Let’s say you’ve served as an accountant in the same office for five years. Imagine the comments (and those you’d never hear!) if you were to show up at work in a clerical collar. Whatever the remarks, they would all doubtless stem from your fellow workers’ association of the collar with a comparatively small group of people known as priests.

How small a group? It is difficult to pin down a number for Protestant bodies in which the clergy wear clerical collars. But in the U.S. Catholic Church, the priest-parishioner ratio is one priest for every 2,000 non-priests. A website, arguing in favor of such collars, says, ". . . if you dress like a minister, everyone will think you are one.”

The problem with that? If you don’t dress that way, no one will think of you as a minister. Which leaves the typical workplace without any ministers. Which seems to be a far cry from what Paul had in mind when he said church leaders are to "to prepare God's people for works of service [ministry]” (Eph. 4:12). Or, "for the work people who follow Christ must do” (UBS New Testament Handbook Series).

Further, Peter spoke of Christ-followers as being a "holy priesthood” and a "royal priesthood” (I Pet. 2:5, 9). This means God has called all believers into the priesthood. But rarely do those who labor in the work world think of themselves as priests. Why not? Because only a few decades after Peter wrote those words, a form of identity theft set in. That’s when Clement of Rome limited the priesthood to just a few. He began using Old Covenant labels, like "high priest,” "priest,” and "Levite,” for church leaders. "Laymen” for everyone else. New Testament writers had never used such titles within the church.

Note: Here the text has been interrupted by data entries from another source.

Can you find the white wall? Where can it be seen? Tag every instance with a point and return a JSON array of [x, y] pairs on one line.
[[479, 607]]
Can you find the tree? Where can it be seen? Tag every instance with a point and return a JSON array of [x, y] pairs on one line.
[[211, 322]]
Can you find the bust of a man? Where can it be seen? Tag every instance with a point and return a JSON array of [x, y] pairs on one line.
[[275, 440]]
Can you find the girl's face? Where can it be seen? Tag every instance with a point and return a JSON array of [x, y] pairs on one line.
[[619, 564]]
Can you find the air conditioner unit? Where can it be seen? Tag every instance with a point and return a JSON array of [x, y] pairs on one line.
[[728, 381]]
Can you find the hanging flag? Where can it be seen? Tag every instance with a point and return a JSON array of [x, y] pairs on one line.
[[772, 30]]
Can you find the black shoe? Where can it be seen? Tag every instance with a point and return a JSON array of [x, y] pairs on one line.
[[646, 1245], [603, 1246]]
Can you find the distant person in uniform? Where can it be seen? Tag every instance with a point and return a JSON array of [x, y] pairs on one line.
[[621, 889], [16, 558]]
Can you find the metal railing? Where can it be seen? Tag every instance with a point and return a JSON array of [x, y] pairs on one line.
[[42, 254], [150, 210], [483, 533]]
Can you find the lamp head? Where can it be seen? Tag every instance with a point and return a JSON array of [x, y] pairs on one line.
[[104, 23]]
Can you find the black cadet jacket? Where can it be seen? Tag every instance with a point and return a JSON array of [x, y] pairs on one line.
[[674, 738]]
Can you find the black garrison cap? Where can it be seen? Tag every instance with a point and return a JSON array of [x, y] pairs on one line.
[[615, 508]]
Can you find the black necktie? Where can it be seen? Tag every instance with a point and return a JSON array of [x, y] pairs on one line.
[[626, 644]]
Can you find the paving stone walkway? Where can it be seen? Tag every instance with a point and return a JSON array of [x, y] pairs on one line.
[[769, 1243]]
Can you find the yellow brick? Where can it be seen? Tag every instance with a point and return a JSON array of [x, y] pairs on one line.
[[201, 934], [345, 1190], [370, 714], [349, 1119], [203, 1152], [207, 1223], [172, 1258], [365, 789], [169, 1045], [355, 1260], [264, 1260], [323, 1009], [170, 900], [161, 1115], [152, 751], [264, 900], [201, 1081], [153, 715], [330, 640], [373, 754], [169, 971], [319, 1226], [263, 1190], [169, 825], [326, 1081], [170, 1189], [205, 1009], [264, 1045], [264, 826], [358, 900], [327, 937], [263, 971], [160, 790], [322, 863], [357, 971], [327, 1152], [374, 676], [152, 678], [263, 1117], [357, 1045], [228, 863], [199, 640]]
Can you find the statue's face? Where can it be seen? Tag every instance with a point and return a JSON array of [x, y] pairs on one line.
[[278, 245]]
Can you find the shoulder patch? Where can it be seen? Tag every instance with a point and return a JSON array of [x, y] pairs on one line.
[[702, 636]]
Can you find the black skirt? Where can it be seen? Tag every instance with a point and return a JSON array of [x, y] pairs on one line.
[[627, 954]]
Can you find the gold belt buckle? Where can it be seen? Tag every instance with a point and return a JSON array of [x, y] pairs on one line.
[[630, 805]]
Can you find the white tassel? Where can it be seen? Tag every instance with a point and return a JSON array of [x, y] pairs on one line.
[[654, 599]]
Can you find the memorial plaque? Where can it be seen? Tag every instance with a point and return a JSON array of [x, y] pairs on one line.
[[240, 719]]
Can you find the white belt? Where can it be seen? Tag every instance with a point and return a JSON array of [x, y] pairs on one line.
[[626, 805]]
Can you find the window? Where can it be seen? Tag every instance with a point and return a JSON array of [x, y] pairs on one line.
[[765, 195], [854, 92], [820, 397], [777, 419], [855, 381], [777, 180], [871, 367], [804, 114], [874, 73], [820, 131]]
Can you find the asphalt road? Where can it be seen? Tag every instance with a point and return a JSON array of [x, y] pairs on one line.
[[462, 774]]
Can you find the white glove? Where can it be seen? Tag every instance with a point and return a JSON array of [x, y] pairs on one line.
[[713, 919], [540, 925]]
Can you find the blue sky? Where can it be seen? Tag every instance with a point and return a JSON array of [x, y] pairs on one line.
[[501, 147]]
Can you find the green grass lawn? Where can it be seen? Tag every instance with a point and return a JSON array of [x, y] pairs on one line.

More than 1,400 years later, Martin Luther saw the identity theft for what it was. He said, "All Christians are priests, and all priests are Christians,” and, "All Christians are alike priests.” If all believers share in this identity, how should they exercise their priesthood?

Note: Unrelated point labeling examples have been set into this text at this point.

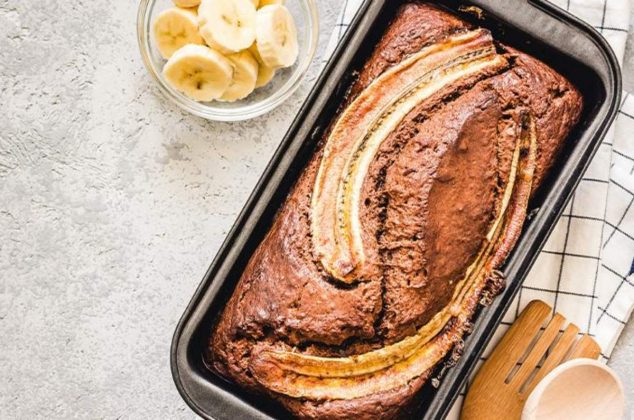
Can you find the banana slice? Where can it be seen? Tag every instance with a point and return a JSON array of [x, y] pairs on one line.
[[199, 72], [265, 73], [245, 74], [175, 28], [227, 25], [276, 36], [270, 2], [186, 3]]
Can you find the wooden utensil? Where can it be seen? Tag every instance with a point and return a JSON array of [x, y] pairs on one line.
[[577, 389], [530, 349]]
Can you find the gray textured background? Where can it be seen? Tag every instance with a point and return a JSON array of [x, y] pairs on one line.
[[113, 204]]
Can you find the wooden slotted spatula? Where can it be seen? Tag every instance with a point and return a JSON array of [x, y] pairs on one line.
[[507, 378]]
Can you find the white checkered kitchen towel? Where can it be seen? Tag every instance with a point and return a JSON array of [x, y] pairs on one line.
[[585, 269]]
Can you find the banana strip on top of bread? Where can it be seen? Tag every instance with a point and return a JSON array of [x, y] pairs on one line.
[[394, 232]]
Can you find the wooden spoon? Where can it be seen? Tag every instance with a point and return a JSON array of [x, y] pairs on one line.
[[530, 349], [578, 389]]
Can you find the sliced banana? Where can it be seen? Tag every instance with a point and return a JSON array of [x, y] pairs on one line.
[[245, 75], [265, 73], [270, 2], [276, 36], [199, 72], [186, 3], [175, 28], [227, 25]]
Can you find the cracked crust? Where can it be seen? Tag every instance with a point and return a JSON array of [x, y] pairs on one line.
[[430, 195]]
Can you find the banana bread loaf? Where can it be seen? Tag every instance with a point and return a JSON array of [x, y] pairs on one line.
[[396, 228]]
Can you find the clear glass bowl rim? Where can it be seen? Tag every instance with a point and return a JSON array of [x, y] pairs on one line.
[[249, 110]]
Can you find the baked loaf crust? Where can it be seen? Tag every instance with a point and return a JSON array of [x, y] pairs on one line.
[[395, 230]]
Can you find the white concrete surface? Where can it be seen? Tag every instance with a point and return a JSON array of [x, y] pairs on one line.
[[113, 204]]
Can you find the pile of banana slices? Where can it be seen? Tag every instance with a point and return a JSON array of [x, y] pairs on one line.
[[224, 49]]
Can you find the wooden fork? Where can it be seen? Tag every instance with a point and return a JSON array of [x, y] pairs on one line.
[[507, 378]]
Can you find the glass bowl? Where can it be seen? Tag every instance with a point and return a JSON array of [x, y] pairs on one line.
[[262, 100]]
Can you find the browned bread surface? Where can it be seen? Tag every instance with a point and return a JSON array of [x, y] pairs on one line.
[[430, 197]]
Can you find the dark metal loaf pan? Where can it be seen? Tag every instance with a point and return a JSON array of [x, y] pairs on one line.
[[537, 27]]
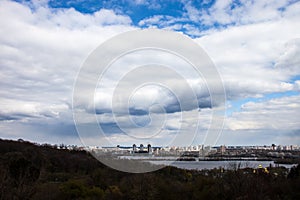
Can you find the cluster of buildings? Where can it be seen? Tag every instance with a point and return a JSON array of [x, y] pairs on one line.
[[199, 150]]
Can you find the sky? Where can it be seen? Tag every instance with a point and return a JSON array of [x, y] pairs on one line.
[[254, 45]]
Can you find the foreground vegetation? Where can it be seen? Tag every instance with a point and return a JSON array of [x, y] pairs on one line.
[[28, 171]]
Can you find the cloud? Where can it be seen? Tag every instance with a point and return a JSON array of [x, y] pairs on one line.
[[278, 114]]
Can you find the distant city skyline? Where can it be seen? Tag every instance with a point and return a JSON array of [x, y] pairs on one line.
[[255, 47]]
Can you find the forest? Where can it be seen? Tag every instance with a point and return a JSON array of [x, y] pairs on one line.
[[32, 171]]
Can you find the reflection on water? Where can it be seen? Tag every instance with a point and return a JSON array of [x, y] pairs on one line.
[[199, 165]]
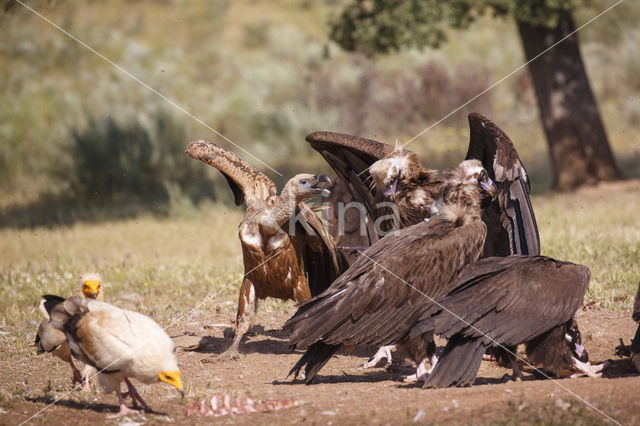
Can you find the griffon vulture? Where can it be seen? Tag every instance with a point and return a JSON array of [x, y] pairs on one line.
[[635, 343], [371, 303], [120, 344], [509, 301], [51, 340], [397, 173], [283, 258]]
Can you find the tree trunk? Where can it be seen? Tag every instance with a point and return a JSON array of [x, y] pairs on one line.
[[578, 145]]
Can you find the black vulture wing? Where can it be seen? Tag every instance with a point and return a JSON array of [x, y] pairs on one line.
[[501, 301], [247, 183], [511, 223], [371, 302], [323, 263], [350, 157]]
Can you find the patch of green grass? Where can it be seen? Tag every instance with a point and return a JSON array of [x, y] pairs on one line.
[[162, 268], [598, 227]]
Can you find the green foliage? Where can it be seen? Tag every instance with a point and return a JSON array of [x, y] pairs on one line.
[[378, 26], [111, 160]]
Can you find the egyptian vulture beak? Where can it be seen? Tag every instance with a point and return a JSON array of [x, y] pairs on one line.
[[489, 187], [391, 191], [91, 288], [322, 183]]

Simply stated, priests serve by: (1) representing God before people, and (2) representing people before God. How do these two roles apply in the workplace? First, as you live out the fruit of the Spirit in your actions, reactions, attitudes, and speaking, you represent God before your coworkers. Second, as you get to know others in your working network (and their needs) you can pray for them, representing them before the throne of God. If you do those things, your work becomes a major part of your priestly service.

Sadly, Clement’s "layperson” identity—contributing to the sacred-secular divide—still persists. A contemporary website on clergy clothing says: "A business suit in our opinion is completely inappropriate, because it is worldly.” And, "A business suit says, ‘Money.’”

According to one estimate, evangelical believers in the U.S. may number 100 million. Perhaps half of them are in the labor force. How would it change our culture if all 50 million were to reclaim—and act on—their biblical identity as priests (even if wearing business attire)?

Comments (4)

Christian Overman (8/26/2014 11:00:28 AM)
Great way to say it, Larry.
John Clum (8/26/2014 11:23:54 AM)
Good reminder, Larry. A creative way to make the point. Sort of flies in the face of our mentality of being proud to be a "layman"
Prudence Lewis-Bhola (8/26/2014 12:07:04 PM)
This is creative work and powerfully uplifting for work-place believers.
Thank you for using your gift of writing so creatively Dr Peabody.
Todd Michero (8/27/2014 2:22:18 PM)
A key to recapturing one's identity is to remember where it comes from and the purpose for which it was given. Thanks for "embodying truth" that releases Christ's follower's and validates their priestly role of representing God before people, and representing people before God in the workplace.